Si avvia, dopo l'incontro con Cogburn riluttante e ambiguo, il viaggio di formazione di Mattie - questo è, almeno secondo me, il senso del film - accompagnato, a tratti, dal ranger texano, cacciatore di taglie, La Boeuf (Matt Damon), a sua volta alla ricerca di Chaney.

 

Nessun piano, per quanto accuratamente preparato, si realizzerà secondo le previsioni: il caso é costantemente con i personaggi e con il loro spostarsi dentro una natura fotografata meravigliosamente.

Contro ogni attesa, e nel momento più tranquillo, Chaney verrà riconosciuto da Mattie e solo lei lo affronterà uccidendolo, subito dopo precipitando in una grotta sotterranea in cui avverrà l’incontro colle serpi in agguato. La caduta, l’incontro coi serpenti, la difficile riemersione alla luce, la fuga e la conclusione del viaggio (non del film, che è più convenzionale) mi pare abbiano significati allegorici e metafisici riecheggiando, in qualche misura, le suggestioni bibliche, che già l’incipit del film, aveva opportunamente evocate.


In questa luce si potrebbe interpretare, a mio avviso, la  suggestiva scena notturna in cui la cavalcata di Rooster e Mattie sta per concludersi: l’infinito deserto, illuminato dalle infinite stelle del cielo, sfondo della stanchezza e del dolore di Mattie - che ora, dopo l’esperienza del male e della morte, la giovane ha conquistato e che porterà con sé per sempre (quel braccio mutilato) - è separato dal resto dell’universo di cui quel cielo stellato è emblema, come ci ricordava Kant.

 

 

 

 

Questo film, insomma, è un western in apparenza (come avviene sempre nelle opere dei Coen); è, invece, una rappresentazione che, utilizzando molti stilemi dei vecchi western, riflette sul senso della giustizia, sulla morale che nasce in noi solo attraverso la perdita dell’innocenza, ovvero  prendendo coscienza della morte e del vuoto che ci assedia.

Film, perciò, metafisico, nonostante ciò che sembra. Gli attori sono magnifici e magnificamente diretti, davvero tutti quanti, anche se si distinguono in modo particolare Jeff Bridges e una bravissima Hailee Steinfeld, quasi una bambina, nei panni dell’unico personaggio davvero grintoso: Mattie.

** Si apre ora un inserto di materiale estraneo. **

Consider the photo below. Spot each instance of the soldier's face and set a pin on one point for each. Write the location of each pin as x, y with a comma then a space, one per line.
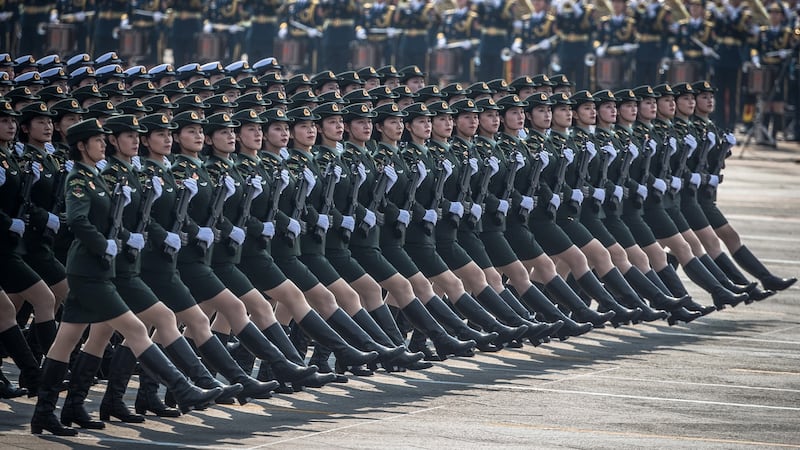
251, 136
705, 103
442, 126
278, 135
685, 104
360, 130
562, 117
467, 124
126, 143
8, 128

Ogni raffronto – per quanto inevitabile – col film di Hataway con John Wayne, dallo stesso titolo, è, a mio avviso, infruttuoso, né aiuta a comprendere l’originalità di questo.

 

Questa recensione fu da me inviata a Mymovies il 20 febbraio 2011; l'ho rielaborata (dopo aver rivisto il film su DVD), stimolata dal commento di Munnyedwards alla bellissima recensione di Spopola.